Friday, November 2, 2007

A couple weeks ago, Seeded Grapes walked into my empty classroom almost in tears. She had taken a job copy editing for an oil and gas magazine, but between that and teaching full-time she felt like she couldn't hold it down. She knew I was into writing and science and energy policy, so she asked if I wanted it. I felt bad that she was having a hard time of things, but thrilled for the opportunity.

She gave me the contact info of the editor, and I called her up and started a few days later. The office is by Войковская, one stop over on the circle line and three up on the green. From the metro station, you have to take a marshrutka to the office. Marshrutkas are vans that hold about a dozen people, which come according to no particular schedule and leave whenever they're full. Whoever's sitting closest to the driver collects everyone's 20 rubles, makes change if people need it, then gives the wad of cash to the driver. People get on and off whenever they feel like it--at red lights, in the middle of traffic jams, at the actual stops...

To get into the office complex I have to give my passport to a security guard in a little booth, who records my passport number and the time I arrive. I think my crappy Russian has made me memorable, so now they just wave me through.

The magazine's office has two floors. On the bottom floor are Алексей, Петр, Александр, Татияна, Ольга. Алексей and Петр are the layout guys. Петр is a tall, kindly older guy with flyaway gray hair, a stuffed Ice Age squirrel perched on his Mac computer, and a badass collection of Russian 80s pop. Алексей is shyer, and divides his time between tweaking the layout and firing darts into the dartboard upstairs by my desk with deadly accuracy.

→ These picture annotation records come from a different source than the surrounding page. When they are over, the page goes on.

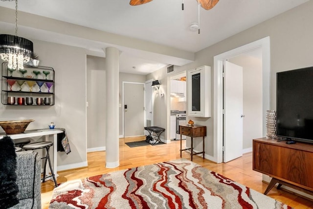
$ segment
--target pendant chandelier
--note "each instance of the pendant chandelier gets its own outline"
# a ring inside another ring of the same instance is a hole
[[[23,63],[29,61],[33,53],[33,43],[18,36],[18,0],[15,0],[15,35],[0,34],[0,56],[8,62],[8,68],[20,70],[24,69]]]

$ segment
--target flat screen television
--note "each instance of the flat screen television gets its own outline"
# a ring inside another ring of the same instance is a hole
[[[313,67],[277,73],[276,135],[313,143]]]

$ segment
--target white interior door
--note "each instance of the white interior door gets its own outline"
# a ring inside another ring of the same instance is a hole
[[[243,68],[224,62],[224,162],[243,155]]]
[[[144,85],[124,83],[124,137],[144,134]]]

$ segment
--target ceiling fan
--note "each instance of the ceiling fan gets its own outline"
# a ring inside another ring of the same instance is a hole
[[[215,5],[219,2],[219,0],[196,0],[197,2],[199,2],[201,6],[204,9],[208,10],[211,9],[215,6]],[[143,4],[144,3],[148,3],[152,0],[131,0],[129,4],[132,6],[136,6],[137,5]]]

Александр is younger, grew up in Azarbaijan, and speaks perfect English. He sounds even more American than I do. I asked how his accent got so native-sounding, and he said he had Joey and Chandler to thank. He learned English entirely by watching Friends and Simpsons over and over, with English subtitles, analyzing what every line meant and repeating it.

Upstairs are me, the editor, Ягмур, and Лена. Ягмур and Лена write articles, they get sent to a very mediocre translation agency, come back in English that sounds like this:

"Visual demonstration was really impressive proving that minimum 50 bcm of gas is flared in reality with about 24 billion falling to Khanty-Mansiysk Autonomous District (KhMAD,Yugra) alone in 2006"

and I have to make it sound like English that people would actually want to read.

The articles range from the fairly dull (Volvo just released a new machine that lays pipeline), to pretty interesting (the government is saying you have to use the natural gas you find in oil fields, you can't just torch it all and release all that carbon), to the rather fascinating (an interview with an oil exec about his company's environmental practice...2 pages of masterful dodging, optimistic jargon, and comments bespeaking his paternalistic approach to his employees). I have to understand every sentence so I can reword it more readably, which is making me learn a ton about the industry.

My first day on the job, I saved my edited version of an article to my desktop instead of a network folder. The next day, I saw Seeded Grapes in school and she asked me, did the editor get ahold of you? I said no, and Seeded Grapes said You better call her... I did, and she let me have it. Where did you save that article? You just cost us 6 hours of work. I hired you to make things go smoother, and this is setting us back. You need to follow procedure. We can't have this kind of messing around. And so on. I apologized and explained what I did, hung up, felt bad for a while, then realized the absurdity of costing her 6 hours of work by working for 3 hours, saving it to the desktop of a computer that sits 2 feet away from her, and then being within constant reach by telephone.

Being around the office for another week showed me that that's how she often deals with her employees, by talking to them the way I don't think I'd talk to someone unless I was pretty sure I could never forgive them. According to Лена, a smart and softspoken woman from Belarus, it often costs her employees. Her loudness on the phone upstairs can be interesting, though..."Well, I think a man should go. It can't be me. I think you're the guy for the job. You can carry this off in Russian, right? That'll throw him a little....Yeah, bring him along too, that'll take some of the heat off you. He can push the tape recorder button in his pocket...Well, I know, but this isn't America, is it..."

I'm going to talk to her about going full time (I tried yesterday, but got a huge earful about catching her at a bad time). I'm enjoying the work, I like the staff, and I think I can handle her explosions. Plus she's clearly more interested in publishing my work than in getting laid.